30 Et moi, je grandissais à ses côtés. Je faisais ses délices jour après jour, jouant devant lui à tout moment, 31 jouant dans l’univers, sur sa terre, et trouvant mes délices avec les fils des hommes. » – Parole du Seigneur.  

Pr 8, 22-29. Attention parce que les mots peuvent être mal interprétés, parce qu’ils n’ont pas un sens unique. Par exemple, en français, on dit « créer un évêque », mais cela veut simplement dire qu’un prêtre est passé à une responsabilité supérieure. Il en est de même pour le Verbe divin, il n’est pas une œuvre créée, mais il est placé comme principe de l’univers. Ainsi, dans la tradition de l’Église, ce texte parle du Fils de Dieu, la Sagesse éternelle, le Verbe divin. La Lettre à Denys, au 3e siècle commence par dire que «  les paroles divines attestent » au sujet du Fils de Dieu « une génération adaptée et appropriée, mais non une fabrication et une création ». Le verset Pr 8, 22 « doit être entendu au sens de ‘il a établi à la tête des oeuvres faites par lui’, mais faites par le Fils lui-même. […]. Il faut croire en Dieu le Père tout-puissant et en son Fils Jésus-Christ et au Saint-Esprit : le Verbe est uni au Dieu de l’univers. Car il dit : ‘Moi et le Père, nous sommes un’ Jn 10,30 et ‘Je suis dans le Père et le Père est en moi’ Jn 14,10. » (Lettre à Denys, DS 112-115).

« Et moi, je grandissais à ses côtés. Je faisais ses délices jour après jour, jouant devant lui à tout moment, jouant dans l’univers, sur sa terre, et trouvant mes délices avec les fils des hommes. » (Pr 8, 30 et 31). Il nous est révélé que la Sagesse divine a joué dans l’univers et sur la terre, et qu’elle a trouvé ses délices avec les fils des hommes ! Au départ, entre l’homme et Dieu, il y avait une parfaite entente, des joies communes, des réjouissances innocentes. C’était une fête continuelle avec des cadeaux toujours renouvelés. Dieu a créé par un acte de volonté nous expliquera saint Thomas d’Aquin dans un instant, et l’homme devait répondre par l’adhésion de sa volonté. Mais l’homme rompit l’union de sa volonté avec celle du Créateur. La possibilité de lui donner sans cesse avait disparu.
Après plusieurs siècles, le Créateur a pu goûter de nouveau les joies pures de la Création lorsque la Vierge Immaculée vit le jour, on l’acclame « joie de toutes les joies ». De même, quand Jésus s’incarna, ont pu reprendre toutes les joies, la gloire, le retour d’amour de toute la Création. 
Bien sûr, les joies de Dieu au ciel sont éternelles, mais celles qui lui viennent de la terre, la divinité est en train de les gagner, et c’est là le but du jeu, si l’on peut dire !  Jusqu’à présent, ces joies ont été passagères, alors qu’elles devraient être sans interruption. Et la Fin du monde n’adviendra pas avant que la création ne rende amour pour amour, afin qu’avec le Seigneur les joies pures de la Création et les amusements innocents reprennent leur cours sur la surface de la terre. Et c’est ce à quoi les générations doivent se préparer. Tel est l’objet de la prière de l’Église : que ton règne vienne sur la terre comme au ciel (Mt 6, 10). Alors la Sagesse créatrice trouvera ses délices avec les fils des hommes (Pr 8, 31).

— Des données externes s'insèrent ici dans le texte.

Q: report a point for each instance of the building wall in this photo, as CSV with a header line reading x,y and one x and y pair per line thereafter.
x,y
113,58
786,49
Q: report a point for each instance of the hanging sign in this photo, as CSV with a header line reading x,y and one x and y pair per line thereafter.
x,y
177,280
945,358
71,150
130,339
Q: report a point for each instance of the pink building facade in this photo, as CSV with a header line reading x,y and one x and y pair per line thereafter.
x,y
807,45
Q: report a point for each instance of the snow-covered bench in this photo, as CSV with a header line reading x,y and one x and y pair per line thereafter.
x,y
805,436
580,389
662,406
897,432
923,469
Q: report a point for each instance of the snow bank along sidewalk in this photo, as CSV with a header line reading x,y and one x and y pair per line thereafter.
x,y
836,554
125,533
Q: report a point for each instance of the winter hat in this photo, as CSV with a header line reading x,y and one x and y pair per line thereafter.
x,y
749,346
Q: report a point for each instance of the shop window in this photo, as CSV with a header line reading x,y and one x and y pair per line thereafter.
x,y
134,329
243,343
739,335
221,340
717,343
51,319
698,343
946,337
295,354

Ce chapitre 8 du livre des Proverbes nous invite ainsi à la foi en Dieu créateur. Il est difficile de savoir quelle était la foi de l’homme préhistorique. Dans l’Antiquité, chaque peuple avait sa divinité locale. Il était donc quelque peu difficile d’envisager un Dieu créateur unique : la foi en Dieu tout-puissant créateur du Ciel et de la terre est le fruit d’une éducation à travers l’histoire de l’Alliance. C’est une découverte progressive. Il a fallu d’abord comprendre qu’existait un Dieu qui nous aimait et qui nous libérait de nos misères, servitude en Égypte ou servitude en Canaan, avant de comprendre que ce Dieu était le roi de l’univers parce qu’il en était le créateur. La foi en Dieu créateur est indissociable de la perception de l’amour de Dieu pour son peuple, et de l’admiration de sa Sagesse qui conduit les événements de l’histoire. 

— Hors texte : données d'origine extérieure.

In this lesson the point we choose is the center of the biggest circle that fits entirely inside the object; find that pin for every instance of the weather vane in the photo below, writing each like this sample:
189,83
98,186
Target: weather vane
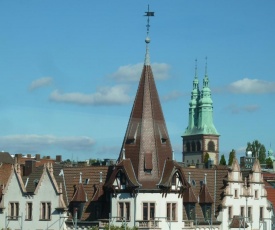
148,14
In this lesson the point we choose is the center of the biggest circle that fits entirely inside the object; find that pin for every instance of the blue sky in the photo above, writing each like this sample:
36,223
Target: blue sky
69,71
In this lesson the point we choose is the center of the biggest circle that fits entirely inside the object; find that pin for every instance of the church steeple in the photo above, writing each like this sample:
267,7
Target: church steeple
200,136
146,140
206,125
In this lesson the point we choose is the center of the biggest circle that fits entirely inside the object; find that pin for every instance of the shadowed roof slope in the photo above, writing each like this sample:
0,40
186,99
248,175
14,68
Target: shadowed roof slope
146,141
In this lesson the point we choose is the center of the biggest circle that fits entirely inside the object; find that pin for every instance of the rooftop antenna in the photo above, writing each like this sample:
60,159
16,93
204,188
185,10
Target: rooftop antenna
148,14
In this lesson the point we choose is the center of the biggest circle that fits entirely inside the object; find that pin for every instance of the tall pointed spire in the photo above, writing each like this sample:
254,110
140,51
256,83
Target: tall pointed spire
148,14
146,140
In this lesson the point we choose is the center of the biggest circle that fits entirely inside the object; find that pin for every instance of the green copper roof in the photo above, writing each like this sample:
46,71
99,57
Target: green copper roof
200,109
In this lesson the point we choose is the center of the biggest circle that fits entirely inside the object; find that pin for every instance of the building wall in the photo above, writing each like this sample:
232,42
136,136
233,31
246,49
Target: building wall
46,193
161,201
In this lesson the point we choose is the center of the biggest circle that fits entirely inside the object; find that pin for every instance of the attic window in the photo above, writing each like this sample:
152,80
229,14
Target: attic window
87,181
148,164
132,133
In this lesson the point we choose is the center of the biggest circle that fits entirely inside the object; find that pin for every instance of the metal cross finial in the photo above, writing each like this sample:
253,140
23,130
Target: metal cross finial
148,14
196,67
206,65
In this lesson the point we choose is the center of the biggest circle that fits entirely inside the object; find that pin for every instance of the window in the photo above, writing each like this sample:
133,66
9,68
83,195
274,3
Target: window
211,146
190,211
236,193
124,211
13,210
29,211
230,212
242,212
45,211
249,214
256,194
261,213
171,209
148,211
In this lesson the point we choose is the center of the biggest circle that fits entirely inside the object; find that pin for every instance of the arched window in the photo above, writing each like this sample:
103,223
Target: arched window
211,146
188,147
198,146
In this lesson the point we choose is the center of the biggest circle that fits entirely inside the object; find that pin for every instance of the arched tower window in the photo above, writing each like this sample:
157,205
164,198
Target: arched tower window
198,146
211,146
188,147
193,146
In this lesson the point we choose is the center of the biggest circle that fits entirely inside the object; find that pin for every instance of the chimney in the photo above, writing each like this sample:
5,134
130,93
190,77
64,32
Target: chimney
58,158
29,167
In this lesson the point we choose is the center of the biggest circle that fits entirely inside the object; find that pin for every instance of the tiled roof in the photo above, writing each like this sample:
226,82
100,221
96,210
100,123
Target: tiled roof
238,222
5,172
80,194
6,158
146,135
205,196
35,177
215,185
92,185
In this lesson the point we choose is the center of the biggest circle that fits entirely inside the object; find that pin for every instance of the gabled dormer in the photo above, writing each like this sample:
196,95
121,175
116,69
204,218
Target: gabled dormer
172,179
235,174
123,178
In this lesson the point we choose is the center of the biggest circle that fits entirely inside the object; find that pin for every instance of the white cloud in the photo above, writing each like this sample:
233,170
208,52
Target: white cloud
252,86
172,95
246,108
41,82
36,143
104,96
129,73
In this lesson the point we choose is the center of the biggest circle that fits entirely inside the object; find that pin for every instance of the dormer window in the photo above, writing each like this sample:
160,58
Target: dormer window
131,139
148,164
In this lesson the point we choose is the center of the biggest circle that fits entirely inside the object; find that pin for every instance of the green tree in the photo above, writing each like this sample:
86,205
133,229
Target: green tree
222,161
269,163
232,155
258,150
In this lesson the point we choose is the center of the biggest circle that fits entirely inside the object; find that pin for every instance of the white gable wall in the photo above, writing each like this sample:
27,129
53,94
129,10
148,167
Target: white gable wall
45,193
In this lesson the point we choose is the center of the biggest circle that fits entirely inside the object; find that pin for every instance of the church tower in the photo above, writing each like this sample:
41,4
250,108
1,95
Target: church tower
201,136
146,143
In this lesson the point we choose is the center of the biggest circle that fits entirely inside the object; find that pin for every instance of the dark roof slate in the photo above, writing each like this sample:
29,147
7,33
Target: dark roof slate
147,133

Je voudrais terminer l’émission par certains articles importants de saint Thomas d’Aquin. C’est plus philosophique… Tout d’abord, ce monde matériel n’existe pas depuis toute éternité. « Rien, en dehors de Dieu, n’a existé de toute éternité. Et il n’est pas impossible de l’établir. » (I Prima Pars Qu.46 a.1).
Saint Thomas d’Aquin dit qu’avant le monde, il n’y avait ni espace ni temps, Dieu a créé l’espace et le temps. Dans un discours, on peut imaginer un temps avant le temps, mais ce temps imaginaire n’est par réel. Ce n’est pas parce que Dieu est éternel et qu’il nous a pensés depuis toute éternité, que le monde, lui, n’a pas commencé dans le temps.
Voici son explication : « A parler absolument, il n’est pas nécessaire que Dieu veuille autre chose que lui-même. Il n’est donc pas nécessaire que Dieu veuille que le monde ait toujours existé. Avant d’exister, le monde a été possible ; cette possibilité n’est pas celle de la puissance passive, qui est celle de la matière, mais celle de la puissance active de Dieu. […] Nous disons, nous, qu’il n’y avait ni lieu ni espace avant le monde. » (I Prima Pars Qu.46 a.1). 
Dans notre expérience, un agent particulier donne une forme à une matière qui existait déjà avant, selon la représentation du temps avec un avant et un après.  Mais, continue saint Thomas,  « cette considération n’est pas convenable pour Dieu, qui produit en même temps la forme et la matière […] [il est] l’agent universel, qui produit la chose et le temps, il n’y a pas à considérer qu’il agisse maintenant et non avant » (I Prima Pars Qu.46 a.1).
« Il a donné à son oeuvre autant de temps qu’il a voulu, comme il lui a semblé bon pour manifester sa puissance. En effet, le monde nous fait mieux connaître la puissance divine du Créateur, s’il n’a pas toujours existé, plutôt que s’il avait été éternel ; car il est manifeste que ce qui n’a pas toujours existé a une cause, tandis que cela n’est pas aussi évident avec ce qui a toujours existé. […]
Dieu est antérieur au monde en durée. Mais le mot « antérieur » ne désigne pas une priorité de temps, mais la priorité de l’éternité. […] 
De l’action éternelle de Dieu ne découle pas un effet éternel, mais un effet tel que Dieu l’a voulu, c’est-à-dire qui ait commencé d’être après le non-être » (I Prima Pars Qu.46 a.1)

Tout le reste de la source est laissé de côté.